Povertà e cibi ipercalorici
Povertà e cibi ipercalorici
di Martina Zuliani
Spesso vediamo come, nelle società avanzate, vi siano differenze nell’alimentazione delle diverse classi sociali. Il cibo prodotto in catene di massa, largamente industrializzato e contenente conservanti, coloranti, aromi artificiali e, nel caso dei prodotti di derivazione animale, anche antibiotici, sono spesso venduti a prezzi ridotti, diventando così un’attrattiva per le classi meno abbienti.
Tendiamo dunque ad affermare che la diffusa obesità tra le persone economicamente svantaggiate sia dovuta solamente al non potersi permettere cibi più salutari.
Due studi effettuato da Boyka Bratanova, Steve Loughnan, Olivier Klein, Almudena Claassen e Robert Wood ed effettuato nell’Università di St. Andrew, Regno Unito, dimostrano però come vi siano ulteriori fattori che determinano l’assunzione di calorie nelle diverse classi sociali.
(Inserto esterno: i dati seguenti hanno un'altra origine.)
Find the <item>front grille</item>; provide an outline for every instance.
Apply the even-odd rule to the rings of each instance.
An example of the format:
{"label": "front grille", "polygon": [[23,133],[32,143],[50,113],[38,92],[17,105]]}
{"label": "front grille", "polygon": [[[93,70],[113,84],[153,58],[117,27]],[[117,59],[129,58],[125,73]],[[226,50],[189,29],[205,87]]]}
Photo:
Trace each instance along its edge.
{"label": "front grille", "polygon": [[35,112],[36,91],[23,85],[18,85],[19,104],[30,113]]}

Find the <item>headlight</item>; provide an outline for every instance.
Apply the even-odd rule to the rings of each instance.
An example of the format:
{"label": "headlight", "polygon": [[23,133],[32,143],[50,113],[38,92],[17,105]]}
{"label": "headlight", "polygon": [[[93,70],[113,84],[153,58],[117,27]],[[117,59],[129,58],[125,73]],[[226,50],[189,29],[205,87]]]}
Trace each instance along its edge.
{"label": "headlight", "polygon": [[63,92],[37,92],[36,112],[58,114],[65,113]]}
Le ipotesi di partenza dei ricercatori erano che la condizione di povertà portasse le persone a consumare maggiori quantità di calorie in via preventiva e che la percezione della disuguaglianza di classe portasse sia le persone più svantaggiate che quelle più avvantaggiate a soffrire di ansia e stress e, conseguentemente, a consumare più cibo.
Il primo studio
Nel primo studio vennero coinvolti 54 studenti universitari, con un’età media di 20 anni e di cui 28 ragazze. Essi vennero fatti accomodare in cubicoli separati e vennero informati del fatto che avrebbero preso parte a due studi, uno sulla percezione del benessere nella società e l’altro sul consumo di snack durante le attività ricreative.
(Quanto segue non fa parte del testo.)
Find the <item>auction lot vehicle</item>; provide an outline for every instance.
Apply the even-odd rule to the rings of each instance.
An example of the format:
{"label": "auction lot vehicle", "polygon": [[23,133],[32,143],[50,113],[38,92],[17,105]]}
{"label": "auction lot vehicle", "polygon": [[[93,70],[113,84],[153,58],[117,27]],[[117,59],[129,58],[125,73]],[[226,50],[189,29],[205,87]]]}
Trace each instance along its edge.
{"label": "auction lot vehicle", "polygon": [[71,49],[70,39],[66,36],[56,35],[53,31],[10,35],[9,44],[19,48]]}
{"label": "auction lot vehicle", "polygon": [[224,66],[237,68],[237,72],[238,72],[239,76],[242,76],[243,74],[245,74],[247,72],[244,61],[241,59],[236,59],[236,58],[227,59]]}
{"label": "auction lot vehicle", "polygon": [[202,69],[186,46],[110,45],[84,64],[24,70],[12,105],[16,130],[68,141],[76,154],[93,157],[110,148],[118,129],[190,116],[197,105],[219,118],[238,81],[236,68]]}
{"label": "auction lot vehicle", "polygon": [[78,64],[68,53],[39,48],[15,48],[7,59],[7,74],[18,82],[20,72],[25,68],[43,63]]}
All’inizio dell’esperimento vennero raccolti i dati demografici, sul benessere economico della famiglia e sul livello di fame dei partecipanti. Gli studenti si videro poi assegnare un brano da leggere. Vennero casualmente assegnati brani sul benessere della società o sulla sua povertà. Venne poi chiesto di descrivere i brani letti. Inoltre venne chiesto ai partecipanti di nominare due oggetti in loro possesso che li facessero sentire benestanti o poveri e due che li facessero sentire privilegiati o svantaggiati rispetto alle altre persone. Infine venne somministrato un questionario per misurare l’ansia da ineguaglianza focalizzato sulla percezione che i terzi hanno riguardo ai partecipanti.
Nella seconda parte dell’esperimento, i partecipanti vennero invitati a guardare due brevi documentari sulla natura. Durante il primo documentario, ciascun partecipante si vide offrire un piatto contenente 100 gr di cracker, nel secondo uno contenente 150 gr di cioccolata. Venne infine loro chiesto di valutare il gusto degli snack ricevuti.
I risultati dell’esperimento dimostrano come coloro che avevano letto il brano che descriveva la povertà insita nella società consumarono più calorie e apprezzarono maggiormente la cioccolata. Inoltre, coloro che nel questionario sulla percezione altrui avevano dimostrato di essere stressati riguardo alla loro posizione di benessere consumarono più calorie rispetto agli altri.
Il secondo studio
Nel secondo studio vennero coinvolti 93 studenti con un’età media di 20 anni e di cui 63 ragazze. L’obiettivo era misurare se una persona consumasse più calorie dopo essere stata convinta di essere più povera, più ricca o economicamente uguale agli altri. Come prima cosa fu inviato un questionario ai partecipanti per misurare il loro desiderio di appartenenza e di essere accettati, da compilarsi prima dell’arrivo in laboratorio. All’arrivo, gli studenti vennero fatti accomodare in cubicoli separati e informati del fatto che avrebbero partecipato a due studi, uno esaminante la percezione personale della propria situazione finanziaria, con discussione di gruppo finale, e una sul consumo di cibo durante le attività ricreative.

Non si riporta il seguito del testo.